PAC \(\not\Rightarrow \) Online. Witness: \(\mathcal{H}_{\mathrm{thr}}\) on \(\mathbb {R}\). The adversary in the online game can exploit the order structure of \(\mathbb {R}\) by performing binary search on the threshold. A random sample from a fixed distribution cannot exploit this ordering, with high probability, the sample reveals the threshold’s location to within \(\varepsilon \). The gap between PAC and online learnability is not a technicality: it reflects a fundamental difference between random and adversarial data.

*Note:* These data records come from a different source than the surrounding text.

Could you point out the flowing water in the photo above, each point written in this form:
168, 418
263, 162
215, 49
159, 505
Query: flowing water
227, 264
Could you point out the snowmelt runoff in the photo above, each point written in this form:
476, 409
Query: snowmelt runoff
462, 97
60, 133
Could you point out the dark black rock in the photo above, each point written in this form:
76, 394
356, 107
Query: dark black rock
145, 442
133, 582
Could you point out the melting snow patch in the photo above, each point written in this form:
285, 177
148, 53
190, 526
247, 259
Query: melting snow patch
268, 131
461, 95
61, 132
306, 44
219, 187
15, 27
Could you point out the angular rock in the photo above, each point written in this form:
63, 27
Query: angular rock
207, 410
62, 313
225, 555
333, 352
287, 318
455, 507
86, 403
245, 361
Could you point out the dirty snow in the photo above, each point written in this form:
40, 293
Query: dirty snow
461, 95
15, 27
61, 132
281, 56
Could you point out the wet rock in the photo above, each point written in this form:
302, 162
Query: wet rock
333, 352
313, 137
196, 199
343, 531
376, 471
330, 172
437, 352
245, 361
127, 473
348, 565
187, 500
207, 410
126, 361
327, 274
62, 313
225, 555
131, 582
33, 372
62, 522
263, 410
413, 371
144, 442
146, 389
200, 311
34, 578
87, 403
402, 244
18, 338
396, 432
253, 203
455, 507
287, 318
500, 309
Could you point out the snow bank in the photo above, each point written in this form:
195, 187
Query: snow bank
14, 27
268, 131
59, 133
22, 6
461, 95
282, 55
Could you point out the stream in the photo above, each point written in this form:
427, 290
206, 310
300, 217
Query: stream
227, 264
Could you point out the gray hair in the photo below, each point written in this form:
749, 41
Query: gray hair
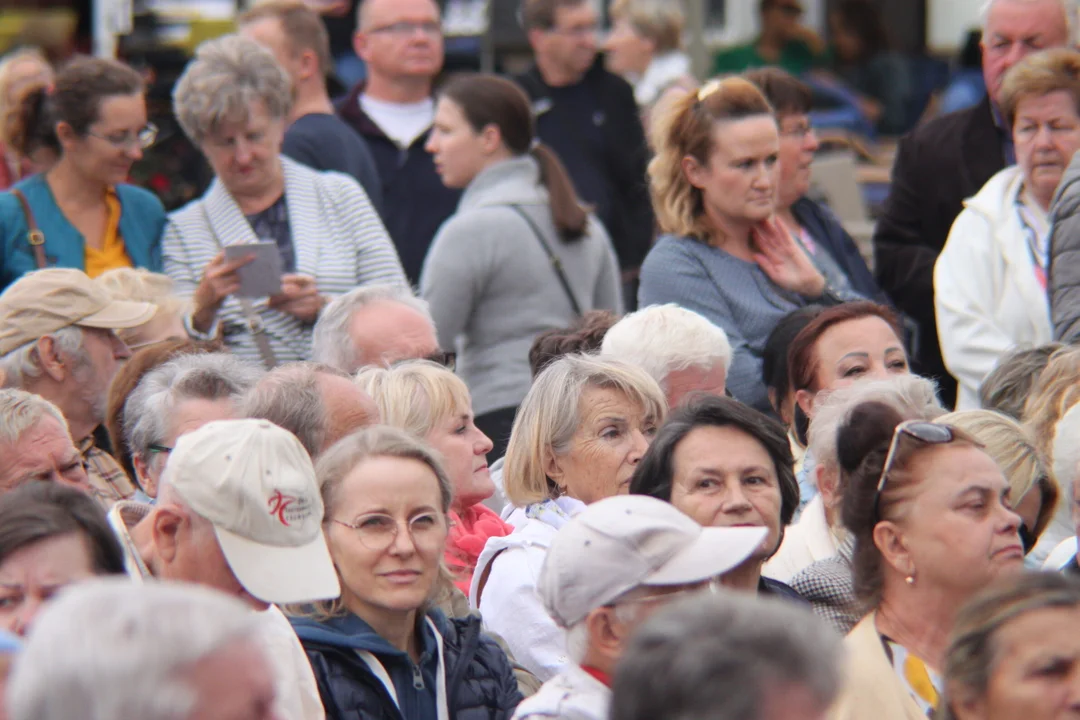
112, 650
226, 77
720, 656
288, 396
331, 341
21, 410
664, 339
202, 377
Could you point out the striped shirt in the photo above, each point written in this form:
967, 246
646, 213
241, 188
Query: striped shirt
338, 240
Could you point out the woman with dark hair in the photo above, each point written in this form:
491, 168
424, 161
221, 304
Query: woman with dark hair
726, 464
51, 535
521, 256
80, 213
928, 511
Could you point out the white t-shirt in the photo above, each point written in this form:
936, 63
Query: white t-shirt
402, 122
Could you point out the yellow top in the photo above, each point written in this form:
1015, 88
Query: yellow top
112, 254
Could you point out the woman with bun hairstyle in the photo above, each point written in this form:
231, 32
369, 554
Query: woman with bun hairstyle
715, 179
80, 213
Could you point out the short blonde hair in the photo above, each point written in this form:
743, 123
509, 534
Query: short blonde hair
659, 21
1012, 447
551, 413
415, 395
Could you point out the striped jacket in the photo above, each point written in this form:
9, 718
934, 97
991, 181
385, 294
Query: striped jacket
337, 236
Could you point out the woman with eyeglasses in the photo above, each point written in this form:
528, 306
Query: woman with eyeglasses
930, 514
81, 213
380, 651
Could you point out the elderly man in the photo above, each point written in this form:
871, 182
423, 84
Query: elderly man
109, 650
57, 340
606, 570
947, 161
729, 655
239, 510
683, 351
374, 325
36, 445
177, 397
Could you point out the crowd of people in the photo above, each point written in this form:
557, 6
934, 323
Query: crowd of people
555, 396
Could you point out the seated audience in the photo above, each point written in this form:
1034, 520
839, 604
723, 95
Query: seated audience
318, 404
51, 537
1009, 384
36, 445
726, 464
728, 656
486, 275
1013, 652
374, 325
610, 568
116, 651
378, 650
733, 265
579, 434
175, 398
683, 351
57, 340
928, 511
232, 102
432, 405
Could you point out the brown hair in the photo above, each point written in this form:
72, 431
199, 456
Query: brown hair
684, 127
801, 355
1038, 76
76, 99
487, 99
301, 25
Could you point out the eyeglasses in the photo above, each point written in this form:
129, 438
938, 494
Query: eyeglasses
142, 139
378, 532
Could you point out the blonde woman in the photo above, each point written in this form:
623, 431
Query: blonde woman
432, 404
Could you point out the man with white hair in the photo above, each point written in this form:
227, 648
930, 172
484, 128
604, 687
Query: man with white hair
36, 445
374, 325
239, 510
110, 650
683, 351
606, 571
57, 340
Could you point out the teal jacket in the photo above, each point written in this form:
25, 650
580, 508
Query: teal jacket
142, 221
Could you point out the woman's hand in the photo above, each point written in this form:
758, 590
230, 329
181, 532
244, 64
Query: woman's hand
785, 262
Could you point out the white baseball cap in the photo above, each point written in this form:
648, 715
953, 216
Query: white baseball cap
255, 483
620, 543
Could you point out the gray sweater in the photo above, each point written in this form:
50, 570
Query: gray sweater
489, 281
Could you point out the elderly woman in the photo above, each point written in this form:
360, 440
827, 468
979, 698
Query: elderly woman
990, 279
1013, 652
232, 102
928, 510
726, 465
378, 651
714, 187
432, 404
578, 436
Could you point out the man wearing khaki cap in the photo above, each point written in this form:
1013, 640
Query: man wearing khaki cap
607, 570
57, 340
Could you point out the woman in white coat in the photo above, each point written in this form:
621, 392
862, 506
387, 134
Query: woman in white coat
990, 279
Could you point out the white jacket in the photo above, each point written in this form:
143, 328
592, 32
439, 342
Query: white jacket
986, 297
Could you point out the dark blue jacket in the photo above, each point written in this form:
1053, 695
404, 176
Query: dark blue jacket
480, 682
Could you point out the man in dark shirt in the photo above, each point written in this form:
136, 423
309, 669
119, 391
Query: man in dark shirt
590, 118
316, 137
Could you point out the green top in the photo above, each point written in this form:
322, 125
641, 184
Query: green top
796, 58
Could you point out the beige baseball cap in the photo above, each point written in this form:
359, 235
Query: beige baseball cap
255, 483
620, 543
48, 300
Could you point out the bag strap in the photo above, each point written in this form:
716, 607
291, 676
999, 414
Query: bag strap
556, 263
35, 236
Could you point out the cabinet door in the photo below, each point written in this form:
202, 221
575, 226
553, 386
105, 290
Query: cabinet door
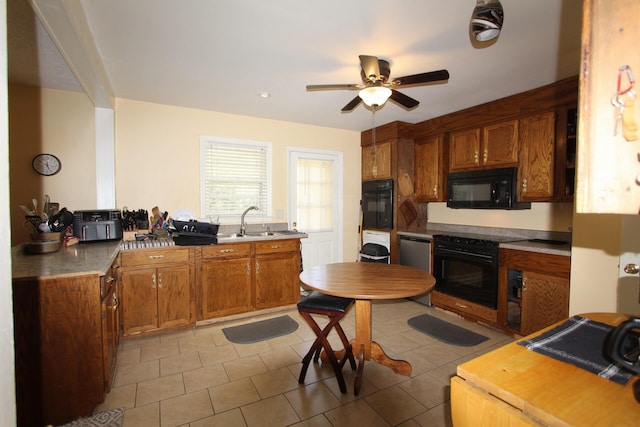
464, 151
139, 300
545, 300
537, 136
429, 169
500, 144
226, 287
277, 280
174, 296
110, 306
376, 161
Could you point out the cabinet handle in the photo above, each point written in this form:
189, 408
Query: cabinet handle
116, 302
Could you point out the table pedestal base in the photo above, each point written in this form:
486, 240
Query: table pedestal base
378, 355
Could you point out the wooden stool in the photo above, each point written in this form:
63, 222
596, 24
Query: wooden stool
335, 308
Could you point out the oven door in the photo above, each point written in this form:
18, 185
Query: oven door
469, 276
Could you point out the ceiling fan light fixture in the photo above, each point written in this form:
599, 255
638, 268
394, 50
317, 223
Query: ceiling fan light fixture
375, 95
486, 20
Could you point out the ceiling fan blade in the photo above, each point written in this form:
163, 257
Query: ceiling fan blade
414, 79
351, 105
370, 67
404, 100
334, 87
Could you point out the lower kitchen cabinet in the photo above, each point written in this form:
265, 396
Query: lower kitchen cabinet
237, 278
157, 290
533, 289
277, 273
225, 278
66, 336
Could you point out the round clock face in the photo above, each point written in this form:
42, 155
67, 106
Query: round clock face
46, 164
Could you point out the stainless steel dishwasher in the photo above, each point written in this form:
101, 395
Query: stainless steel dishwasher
416, 252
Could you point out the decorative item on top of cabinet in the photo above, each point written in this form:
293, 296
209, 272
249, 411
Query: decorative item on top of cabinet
533, 290
537, 145
429, 169
376, 161
496, 145
157, 289
608, 170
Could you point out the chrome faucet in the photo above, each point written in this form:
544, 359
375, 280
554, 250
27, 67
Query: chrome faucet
243, 225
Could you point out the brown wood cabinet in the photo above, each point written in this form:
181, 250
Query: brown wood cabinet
537, 157
493, 145
240, 277
66, 336
533, 290
157, 289
429, 169
376, 161
225, 280
277, 273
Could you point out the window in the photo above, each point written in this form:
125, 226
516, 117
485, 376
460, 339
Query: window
234, 175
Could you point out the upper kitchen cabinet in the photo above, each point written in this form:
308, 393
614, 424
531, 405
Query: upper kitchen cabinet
536, 171
429, 169
494, 145
608, 172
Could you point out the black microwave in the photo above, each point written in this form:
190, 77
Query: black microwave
484, 189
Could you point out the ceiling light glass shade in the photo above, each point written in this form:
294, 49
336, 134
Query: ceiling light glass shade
375, 95
486, 20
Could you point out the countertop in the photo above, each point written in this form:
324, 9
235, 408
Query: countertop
508, 239
77, 260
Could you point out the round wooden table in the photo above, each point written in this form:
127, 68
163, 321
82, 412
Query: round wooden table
366, 281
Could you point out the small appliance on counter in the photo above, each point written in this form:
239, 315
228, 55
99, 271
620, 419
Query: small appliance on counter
97, 225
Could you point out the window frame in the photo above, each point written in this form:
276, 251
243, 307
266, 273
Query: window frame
264, 215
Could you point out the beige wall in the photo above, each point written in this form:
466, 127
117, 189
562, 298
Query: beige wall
56, 122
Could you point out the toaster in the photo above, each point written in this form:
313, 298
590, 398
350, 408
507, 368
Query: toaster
97, 225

In PAC learning, the distribution \(D\) is fixed before the game begins; the learner faces a static environment. In online learning, the adversary adapts to the learner’s behavior. Adaptivity is the source of the gap. A threshold on \(\mathbb {R}\) is easy to learn from random data (one sample suffices, approximately) but impossible to learn from adversarial data (the adversary can always present a point that bisects the remaining uncertainty). The Littlestone dimension measures the depth of the adversary’s adaptive search, which can exceed the VC dimension’s non-adaptive combinatorics by an arbitrary amount. A full treatment of this and related separations appears in Chapter 6.